Tra gli episodi che più l’hanno colpita, Coughlan ha ricordato un momento particolarmente imbarazzante avvenuto in un bagno pubblico durante un incontro con una fan. L’attrice ha raccontato che una donna visibilmente ubriaca ha iniziato a parlare del suo corpo proprio davanti a lei. “Ricordo che una volta una ragazza davvero ubriaca mi parlò in bagno dicendo: ‘Ho amato Bridgerton per via del tuo corpo’”. La conversazione proseguì con ulteriori commenti sul suo fisico, lasciandola profondamente a disagio: “Ho pensato: ‘Voglio morire. Odio così tanto questa cosa’”. Per l’attrice è stato l’ennesimo esempio di quanto il lavoro artistico venga spesso ridotto a giudizi superficiali sull’immagine.
Non è la prima volta che Coughlan affronta pubblicamente il tema. Durante la sua partecipazione alla serie, l’attrice è stata più volte bersaglio di commenti sul peso e sul suo corpo. Nel 2022, tramite Instagram, aveva chiesto apertamente di smettere con questo tipo di osservazioni: “Se avete un’opinione sul mio corpo, per favore non condividetela con me”. Nel messaggio spiegava anche quanto sia pesante ricevere ogni giorno migliaia di opinioni non richieste sul proprio aspetto.

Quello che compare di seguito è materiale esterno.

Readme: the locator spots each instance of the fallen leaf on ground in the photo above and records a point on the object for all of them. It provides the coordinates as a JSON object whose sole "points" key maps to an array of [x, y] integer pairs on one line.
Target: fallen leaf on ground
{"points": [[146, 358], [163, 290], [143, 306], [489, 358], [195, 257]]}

Proprio per reagire a queste critiche, l’attrice ha raccontato di aver fatto una scelta molto precisa durante le riprese di Bridgerton. In un’intervista di due anni fa rivelò di aver insistito con la produzione per apparire nuda in una scena di sesso, trasformando quel momento in una risposta simbolica ai troll online che la insultavano. Una decisione che, come lei stessa ha raccontato, non fu accolta con entusiasmo dalla madre, ma che per l’attrice rappresentava un modo per rivendicare autonomia e sicurezza rispetto al proprio corpo.